As a balance to his current 'real' work in knowledge-visualization software, Nick also enjoys writing for the consumer electronics press. This endeavor is focused on helping the enthusiast community understand new technologies and product categories starting with HDTV in the original incarnation of The Perfect Vision back in 1987 ("HDTV is just around the corner"). These efforts continued to evolve with extensive coverage of emerging digital media technologies including the first digital music server review in the The Absolute Sound, the Linn Kivor. Featuring a computer-based product in TAS in 2004 raised quite a few eyebrows but the editor Robert Harley had his eye on the future. In the past few years, TAS, TPV and Mix have published 20+ columns, equipment reviews, articles and other contributions along these lines. Nick also enjoys the usual Maui enthusiasms of world-class yoga, meditation, swimming and attempting to train a pair of parrots.

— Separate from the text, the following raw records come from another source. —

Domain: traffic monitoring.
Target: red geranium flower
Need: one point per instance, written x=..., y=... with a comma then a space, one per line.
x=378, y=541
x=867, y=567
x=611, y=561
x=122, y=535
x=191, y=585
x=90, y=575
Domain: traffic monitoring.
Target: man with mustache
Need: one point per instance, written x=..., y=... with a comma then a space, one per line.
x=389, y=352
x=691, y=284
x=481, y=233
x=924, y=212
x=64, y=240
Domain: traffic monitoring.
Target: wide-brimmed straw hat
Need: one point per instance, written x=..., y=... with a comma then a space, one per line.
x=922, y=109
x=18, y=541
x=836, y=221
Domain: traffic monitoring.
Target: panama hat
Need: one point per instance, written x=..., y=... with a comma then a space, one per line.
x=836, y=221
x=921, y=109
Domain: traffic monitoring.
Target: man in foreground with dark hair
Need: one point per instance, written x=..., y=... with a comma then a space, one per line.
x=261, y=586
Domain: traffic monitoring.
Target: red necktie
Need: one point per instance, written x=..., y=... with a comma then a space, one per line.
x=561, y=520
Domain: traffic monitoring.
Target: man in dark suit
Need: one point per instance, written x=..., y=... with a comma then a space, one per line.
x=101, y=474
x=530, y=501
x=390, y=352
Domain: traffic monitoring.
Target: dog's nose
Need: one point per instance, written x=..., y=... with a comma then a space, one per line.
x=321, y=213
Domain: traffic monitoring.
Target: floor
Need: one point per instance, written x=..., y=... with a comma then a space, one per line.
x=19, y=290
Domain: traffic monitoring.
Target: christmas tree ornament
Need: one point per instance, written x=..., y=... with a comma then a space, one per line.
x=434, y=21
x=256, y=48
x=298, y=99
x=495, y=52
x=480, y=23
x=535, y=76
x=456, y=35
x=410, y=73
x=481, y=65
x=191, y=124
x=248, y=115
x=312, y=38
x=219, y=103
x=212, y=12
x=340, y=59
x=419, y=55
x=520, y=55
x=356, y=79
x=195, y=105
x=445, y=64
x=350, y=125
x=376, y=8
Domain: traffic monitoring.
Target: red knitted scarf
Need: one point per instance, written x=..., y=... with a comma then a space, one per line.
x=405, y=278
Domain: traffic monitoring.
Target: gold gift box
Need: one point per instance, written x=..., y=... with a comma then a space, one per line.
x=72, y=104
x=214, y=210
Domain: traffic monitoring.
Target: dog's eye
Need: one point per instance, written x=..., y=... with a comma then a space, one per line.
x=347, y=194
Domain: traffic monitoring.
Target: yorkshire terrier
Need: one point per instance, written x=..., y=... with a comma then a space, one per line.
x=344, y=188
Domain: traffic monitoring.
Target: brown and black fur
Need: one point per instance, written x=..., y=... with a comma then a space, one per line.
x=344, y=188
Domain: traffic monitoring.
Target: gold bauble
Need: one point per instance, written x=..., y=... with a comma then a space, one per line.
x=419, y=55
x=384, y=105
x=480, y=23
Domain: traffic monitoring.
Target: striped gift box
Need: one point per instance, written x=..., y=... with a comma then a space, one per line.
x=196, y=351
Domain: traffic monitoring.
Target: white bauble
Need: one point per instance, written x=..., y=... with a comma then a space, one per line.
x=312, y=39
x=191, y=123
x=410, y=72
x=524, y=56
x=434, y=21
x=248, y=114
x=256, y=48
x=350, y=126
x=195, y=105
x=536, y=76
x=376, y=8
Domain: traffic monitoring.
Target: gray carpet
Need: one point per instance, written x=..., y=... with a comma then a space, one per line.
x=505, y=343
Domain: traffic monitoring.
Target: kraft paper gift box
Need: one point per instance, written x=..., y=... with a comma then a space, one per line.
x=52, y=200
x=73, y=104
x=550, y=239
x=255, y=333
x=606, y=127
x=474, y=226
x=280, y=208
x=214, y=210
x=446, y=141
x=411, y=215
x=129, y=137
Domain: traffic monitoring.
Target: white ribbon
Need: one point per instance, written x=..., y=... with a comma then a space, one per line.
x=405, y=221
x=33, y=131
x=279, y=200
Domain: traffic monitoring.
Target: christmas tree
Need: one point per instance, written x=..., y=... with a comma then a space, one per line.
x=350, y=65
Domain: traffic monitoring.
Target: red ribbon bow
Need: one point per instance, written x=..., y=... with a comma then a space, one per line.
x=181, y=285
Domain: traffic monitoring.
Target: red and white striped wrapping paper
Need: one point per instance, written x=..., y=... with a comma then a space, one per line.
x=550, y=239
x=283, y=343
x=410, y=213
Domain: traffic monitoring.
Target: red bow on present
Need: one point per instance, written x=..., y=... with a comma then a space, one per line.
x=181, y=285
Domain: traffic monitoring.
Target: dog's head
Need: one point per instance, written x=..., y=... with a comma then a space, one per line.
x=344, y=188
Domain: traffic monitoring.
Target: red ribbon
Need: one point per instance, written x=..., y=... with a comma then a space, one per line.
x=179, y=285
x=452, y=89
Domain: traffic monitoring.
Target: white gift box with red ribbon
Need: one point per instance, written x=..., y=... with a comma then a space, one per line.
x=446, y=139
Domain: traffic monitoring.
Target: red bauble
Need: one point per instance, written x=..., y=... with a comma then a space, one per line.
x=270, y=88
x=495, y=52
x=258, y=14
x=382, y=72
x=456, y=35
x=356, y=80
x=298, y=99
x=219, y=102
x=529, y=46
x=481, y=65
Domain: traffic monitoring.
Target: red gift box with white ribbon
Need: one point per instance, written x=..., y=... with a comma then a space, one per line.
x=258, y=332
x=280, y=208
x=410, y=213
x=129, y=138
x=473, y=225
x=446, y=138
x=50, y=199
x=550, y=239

Nicholas Bedworth: Representative professional research and development activities
1. High-resolution 4096 x 4096 x 24-bit analogue/digital conversion of high-energy particle-scattering imagery with three-dimension reconstruction; measurement of vertices and calculation of particle momentum with computer-graphic visualization. - Brookhaven National Laboratory, Upton, NY; and Yale University, New Haven, CT.
2. Electrophysiological investigation of sensory neurons and cybernetic modeling of transfer functions; software-driven signal analysis - Sonderforschungsbereich für Kybernetik and Max Planck Gesellschaft, München, BRD.
3. Multichannel electroencephalographic analysis with real-time Fast Fourier Transform - University of California, Los Angeles, CA.
4. High-speed image acquisition subsystems for computed axial-tomographic devices for industrial and medical application including multi-ported memory; narrow-aperture sample-and-hold amplification with low-jitter analog/digital sample conversion. - American Science and Engineering, Cambridge, MA.
5. Low-latency 100 nanosecond microprocessor writable control store and firmware - Quadex Technology, Cambridge, MA.
6. Ultra-low dosage X-ray digital radiography scanner systems -American Science and Engineering.
7. Narrow-band spectroscopic analysis of hyper-sonic combustion flow fields using nanosecond-scale pulsed dye laser illumination and image intensification -University of Illinois, Champaign-Urbana, IL; Georgia Tech, Atlanta, GA; Volvo, Goteborg, Sweden; University of California, Berkeley, Berkeley, CA.
8. Real-time Fast Fourier Transform image processing software for phase-contrast microscopy -Mayo Clinic, Rochester, MN, and University of California, Los Angeles, CA.
9. Standing acoustic-wave optical signal processing apparatus, 10MHz sampling rate, 24+bit quantization -. Naval Research Laboratory, Washington, D.C.
10. High-phase resolution image scanning and networked distribution technology -Bell and Howell Corporation, Wooster, OH.